Even out on the main road, they are alone. When they reach the floodlit forecourt of the filling station she notices Amber’s grey face, screwed up in a wince of pain. She tells her to wait in the taxi while she gets the tablets.

“Three packets, please,” Amber says softly. “I’ll pay you back.”

But when Imo gets to the counter, the woman won’t sell her three boxes of ibuprofen. “Maximum of two per customer. It’s the law.”

Back in the taxi, Amber takes the tablets and swallows four down without water. “People should be allowed to buy as much medication as they need, for whatever reason. If I want to commit suicide, it’s my business.”

Imo stares at her and feels colour draw from her cheeks.

Amber doesn’t seem to notice. She folds her arms, a cold gleam in her eyes, not doubled over any more. “I won’t, though. Not today. Suicides are determined people. You would be surprised.

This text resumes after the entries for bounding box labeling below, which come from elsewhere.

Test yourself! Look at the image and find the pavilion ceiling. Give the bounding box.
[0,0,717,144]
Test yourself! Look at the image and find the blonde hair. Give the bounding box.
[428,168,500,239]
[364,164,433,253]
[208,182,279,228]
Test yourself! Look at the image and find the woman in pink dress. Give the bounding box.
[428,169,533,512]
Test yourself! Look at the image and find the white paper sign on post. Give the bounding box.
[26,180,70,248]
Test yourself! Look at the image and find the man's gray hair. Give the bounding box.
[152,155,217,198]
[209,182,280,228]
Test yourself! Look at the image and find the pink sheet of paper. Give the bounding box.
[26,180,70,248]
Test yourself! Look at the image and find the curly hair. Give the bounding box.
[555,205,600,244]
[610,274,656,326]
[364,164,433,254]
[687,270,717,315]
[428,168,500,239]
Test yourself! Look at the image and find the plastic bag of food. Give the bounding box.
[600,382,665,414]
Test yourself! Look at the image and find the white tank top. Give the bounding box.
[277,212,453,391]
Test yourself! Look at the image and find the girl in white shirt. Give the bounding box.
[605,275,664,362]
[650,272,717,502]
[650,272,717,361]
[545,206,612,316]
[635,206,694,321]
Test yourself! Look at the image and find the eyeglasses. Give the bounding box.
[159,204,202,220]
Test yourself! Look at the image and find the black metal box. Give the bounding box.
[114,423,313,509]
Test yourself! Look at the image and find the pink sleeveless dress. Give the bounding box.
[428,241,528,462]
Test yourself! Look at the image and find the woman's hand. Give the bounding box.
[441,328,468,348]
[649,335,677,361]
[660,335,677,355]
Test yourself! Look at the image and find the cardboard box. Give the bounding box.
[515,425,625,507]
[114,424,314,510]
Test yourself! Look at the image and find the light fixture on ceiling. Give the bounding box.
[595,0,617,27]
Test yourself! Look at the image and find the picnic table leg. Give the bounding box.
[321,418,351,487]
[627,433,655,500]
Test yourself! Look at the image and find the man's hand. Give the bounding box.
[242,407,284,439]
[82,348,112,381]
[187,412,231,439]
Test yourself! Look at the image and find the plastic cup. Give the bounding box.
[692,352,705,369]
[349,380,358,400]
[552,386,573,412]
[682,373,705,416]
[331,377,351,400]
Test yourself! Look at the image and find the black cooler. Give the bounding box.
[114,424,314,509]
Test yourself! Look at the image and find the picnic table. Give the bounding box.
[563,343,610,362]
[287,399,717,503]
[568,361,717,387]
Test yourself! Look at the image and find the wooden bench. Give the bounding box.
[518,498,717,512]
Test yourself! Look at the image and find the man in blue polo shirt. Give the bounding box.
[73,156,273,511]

When it comes to it, most of us find we don’t have the guts.”

Imo’s chest palpitates against the seatbelt.

But Amber’s mood switches and the cloud passes. She seems restored within seconds of taking the medication. Leans forward to ask the driver his name. “Do you give a discount for frequent travellers? We’re interested in finding a reliable firm.”

The driver warms to the theme. “You call me, Hamid Cars. I’ll look after you. Better than Uber, better than College, or A Cabs.” He rubs his hand through his thick hair. “The thing with College Cars is they’re a rip-off. Five pounds for this, five pounds for that.”

He pulls up at their hall of residence. “That’s eight pounds fifty, please,” he says.

Still shaking from what Amber said, Imo struggles to get the money out of her purse. Amber goes back to her room, promising to refund her for the tablets. She doesn’t mention the taxi fare.